Agry tertawa kecil, "entahlah, aku melihat seorang wanita berlari di bawah terik matahari. Aku kira ada sesuatu yang terjadi sehingga aku menyusulmu," ucap Agry terdengar mendalam dan tulus bagi Aura.
Tiba - tiba Aura meneteskan kembali air matanya, ia juga merutuki dirinya sendiri karena terlalu lemah dan terlalu cengeng karena mudah menangis padahal sejak kemarin ia sulit sekali mengeluarkan emosi sedih sampai menangis, lalu sekarang ia malah menangis tanpa bisa dikendalikan.
Agry terkejut melihat Aura yang menangis ia bahkan berdiri dari duduknya, "apa yang terjadi, apa aku melakukan kesalahan?" tanya Agry terdengar cemas dari balik telepon.

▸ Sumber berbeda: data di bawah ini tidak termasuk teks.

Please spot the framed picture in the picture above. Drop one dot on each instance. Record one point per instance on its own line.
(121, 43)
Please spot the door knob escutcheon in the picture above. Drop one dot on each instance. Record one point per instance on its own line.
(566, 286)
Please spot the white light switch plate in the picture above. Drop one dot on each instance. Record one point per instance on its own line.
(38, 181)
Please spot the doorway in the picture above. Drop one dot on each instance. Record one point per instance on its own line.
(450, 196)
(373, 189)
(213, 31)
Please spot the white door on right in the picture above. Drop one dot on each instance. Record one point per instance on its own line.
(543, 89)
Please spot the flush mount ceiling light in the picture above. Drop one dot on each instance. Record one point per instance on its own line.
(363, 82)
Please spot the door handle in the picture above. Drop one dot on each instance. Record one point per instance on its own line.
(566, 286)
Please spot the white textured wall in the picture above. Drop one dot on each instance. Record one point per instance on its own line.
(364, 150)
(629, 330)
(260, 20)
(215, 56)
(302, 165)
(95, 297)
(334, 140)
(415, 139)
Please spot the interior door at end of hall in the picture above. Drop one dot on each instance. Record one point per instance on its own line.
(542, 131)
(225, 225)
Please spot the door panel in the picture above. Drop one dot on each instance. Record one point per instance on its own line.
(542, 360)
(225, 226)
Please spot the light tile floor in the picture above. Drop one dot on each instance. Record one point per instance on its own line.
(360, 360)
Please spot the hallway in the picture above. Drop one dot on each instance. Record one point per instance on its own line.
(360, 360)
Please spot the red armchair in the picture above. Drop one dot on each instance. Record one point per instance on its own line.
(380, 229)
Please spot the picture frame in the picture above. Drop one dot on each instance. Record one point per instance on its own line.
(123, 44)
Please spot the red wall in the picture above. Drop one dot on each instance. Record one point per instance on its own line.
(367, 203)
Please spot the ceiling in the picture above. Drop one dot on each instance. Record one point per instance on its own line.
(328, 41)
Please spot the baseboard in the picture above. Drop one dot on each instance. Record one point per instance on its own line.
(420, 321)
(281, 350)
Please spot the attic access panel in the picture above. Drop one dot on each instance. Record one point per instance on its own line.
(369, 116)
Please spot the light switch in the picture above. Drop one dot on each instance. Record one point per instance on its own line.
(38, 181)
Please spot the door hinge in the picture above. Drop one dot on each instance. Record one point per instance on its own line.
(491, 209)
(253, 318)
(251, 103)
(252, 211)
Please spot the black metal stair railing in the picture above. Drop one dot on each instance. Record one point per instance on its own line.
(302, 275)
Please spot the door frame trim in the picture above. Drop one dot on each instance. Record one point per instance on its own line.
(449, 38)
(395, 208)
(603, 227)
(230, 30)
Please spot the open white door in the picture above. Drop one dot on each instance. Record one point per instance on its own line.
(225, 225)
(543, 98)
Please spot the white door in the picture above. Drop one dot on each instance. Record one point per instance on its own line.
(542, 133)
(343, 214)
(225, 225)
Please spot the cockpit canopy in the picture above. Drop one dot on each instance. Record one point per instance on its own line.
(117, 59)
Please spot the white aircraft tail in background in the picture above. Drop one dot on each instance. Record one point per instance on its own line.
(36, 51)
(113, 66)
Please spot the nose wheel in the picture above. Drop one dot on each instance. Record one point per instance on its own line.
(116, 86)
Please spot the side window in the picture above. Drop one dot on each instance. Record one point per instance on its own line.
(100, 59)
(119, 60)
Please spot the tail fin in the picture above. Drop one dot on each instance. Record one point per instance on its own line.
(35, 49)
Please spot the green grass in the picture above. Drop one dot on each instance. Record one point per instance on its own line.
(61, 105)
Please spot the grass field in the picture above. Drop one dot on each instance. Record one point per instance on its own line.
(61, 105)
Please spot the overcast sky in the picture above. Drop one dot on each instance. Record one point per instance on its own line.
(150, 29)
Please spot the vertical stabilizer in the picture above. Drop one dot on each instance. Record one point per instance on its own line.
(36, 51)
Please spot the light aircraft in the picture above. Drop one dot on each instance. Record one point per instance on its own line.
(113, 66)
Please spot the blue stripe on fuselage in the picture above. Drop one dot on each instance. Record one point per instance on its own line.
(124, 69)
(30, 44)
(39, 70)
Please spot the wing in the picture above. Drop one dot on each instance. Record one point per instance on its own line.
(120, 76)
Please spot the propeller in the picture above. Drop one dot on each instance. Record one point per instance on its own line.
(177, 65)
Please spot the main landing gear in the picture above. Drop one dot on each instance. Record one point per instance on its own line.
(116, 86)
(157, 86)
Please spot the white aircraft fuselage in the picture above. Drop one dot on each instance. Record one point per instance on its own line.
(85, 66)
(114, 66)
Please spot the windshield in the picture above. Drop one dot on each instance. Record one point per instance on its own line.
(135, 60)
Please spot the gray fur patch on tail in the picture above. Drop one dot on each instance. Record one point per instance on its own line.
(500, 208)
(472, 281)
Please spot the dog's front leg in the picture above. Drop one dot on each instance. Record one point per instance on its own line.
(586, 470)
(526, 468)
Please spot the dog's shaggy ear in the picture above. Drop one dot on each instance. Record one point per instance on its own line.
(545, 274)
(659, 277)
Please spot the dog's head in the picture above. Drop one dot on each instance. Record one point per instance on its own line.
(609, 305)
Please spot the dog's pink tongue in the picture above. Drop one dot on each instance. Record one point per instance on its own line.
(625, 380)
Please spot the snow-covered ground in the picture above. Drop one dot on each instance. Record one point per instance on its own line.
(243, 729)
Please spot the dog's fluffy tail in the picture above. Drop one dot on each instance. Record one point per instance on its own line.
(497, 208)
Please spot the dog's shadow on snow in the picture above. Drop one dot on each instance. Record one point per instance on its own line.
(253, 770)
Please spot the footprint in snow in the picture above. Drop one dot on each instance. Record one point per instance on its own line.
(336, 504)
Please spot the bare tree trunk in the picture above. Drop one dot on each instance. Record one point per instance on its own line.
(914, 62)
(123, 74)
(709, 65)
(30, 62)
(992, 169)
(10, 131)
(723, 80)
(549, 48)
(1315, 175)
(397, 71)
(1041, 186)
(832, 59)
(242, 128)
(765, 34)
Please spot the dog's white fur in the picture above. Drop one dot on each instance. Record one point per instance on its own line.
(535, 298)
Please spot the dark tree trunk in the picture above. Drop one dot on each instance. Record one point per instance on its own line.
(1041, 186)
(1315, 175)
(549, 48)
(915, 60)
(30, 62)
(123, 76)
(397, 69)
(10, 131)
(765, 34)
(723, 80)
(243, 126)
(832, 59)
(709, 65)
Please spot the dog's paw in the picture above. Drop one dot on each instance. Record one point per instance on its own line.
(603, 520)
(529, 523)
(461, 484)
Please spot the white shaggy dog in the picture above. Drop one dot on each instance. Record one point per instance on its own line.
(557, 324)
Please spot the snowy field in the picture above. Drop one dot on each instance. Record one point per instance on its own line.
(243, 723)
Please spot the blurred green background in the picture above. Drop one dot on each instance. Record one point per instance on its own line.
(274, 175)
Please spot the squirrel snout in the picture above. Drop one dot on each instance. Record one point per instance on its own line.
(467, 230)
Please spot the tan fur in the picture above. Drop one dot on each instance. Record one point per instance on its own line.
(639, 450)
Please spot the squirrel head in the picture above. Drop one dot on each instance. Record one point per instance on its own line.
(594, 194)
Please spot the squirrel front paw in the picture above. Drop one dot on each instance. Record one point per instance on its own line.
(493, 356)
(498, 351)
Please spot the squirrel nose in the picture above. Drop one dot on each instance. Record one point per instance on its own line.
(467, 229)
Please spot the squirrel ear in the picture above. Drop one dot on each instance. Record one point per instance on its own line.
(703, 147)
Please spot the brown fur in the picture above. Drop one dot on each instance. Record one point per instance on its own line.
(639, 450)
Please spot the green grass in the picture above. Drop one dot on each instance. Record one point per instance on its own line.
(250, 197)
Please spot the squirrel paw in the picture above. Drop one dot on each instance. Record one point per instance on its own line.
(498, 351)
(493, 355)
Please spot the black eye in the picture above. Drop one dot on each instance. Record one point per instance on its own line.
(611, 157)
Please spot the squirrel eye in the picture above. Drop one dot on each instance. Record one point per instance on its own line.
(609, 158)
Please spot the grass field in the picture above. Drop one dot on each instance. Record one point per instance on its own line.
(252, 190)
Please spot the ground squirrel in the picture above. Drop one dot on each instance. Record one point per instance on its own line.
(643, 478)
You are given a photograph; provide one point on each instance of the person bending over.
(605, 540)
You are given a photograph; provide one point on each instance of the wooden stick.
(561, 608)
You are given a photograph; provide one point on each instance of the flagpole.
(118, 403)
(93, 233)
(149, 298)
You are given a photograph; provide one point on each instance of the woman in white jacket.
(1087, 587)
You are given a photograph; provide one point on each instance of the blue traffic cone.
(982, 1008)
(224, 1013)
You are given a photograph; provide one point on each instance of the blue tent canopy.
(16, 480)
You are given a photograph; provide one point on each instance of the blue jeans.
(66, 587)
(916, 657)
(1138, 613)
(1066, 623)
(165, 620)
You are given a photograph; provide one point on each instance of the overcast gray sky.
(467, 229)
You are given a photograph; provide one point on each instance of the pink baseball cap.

Wajah Agry terlihat cemas, namun saat Agry hendak berdiri Aura menggelengkan kepalanya seakan memberi tanda agar Agry tidak mendekat ke arahnya. Agry bernapas berat, ia sedang dilema saat ini. Entah mengapa belakangan Aura menunjukkan sikap yang membuat Agry harus membuat pilihan sulit, padahal biasanya dalam memutuskan sesuatu Agry tidak pernah kesulitan.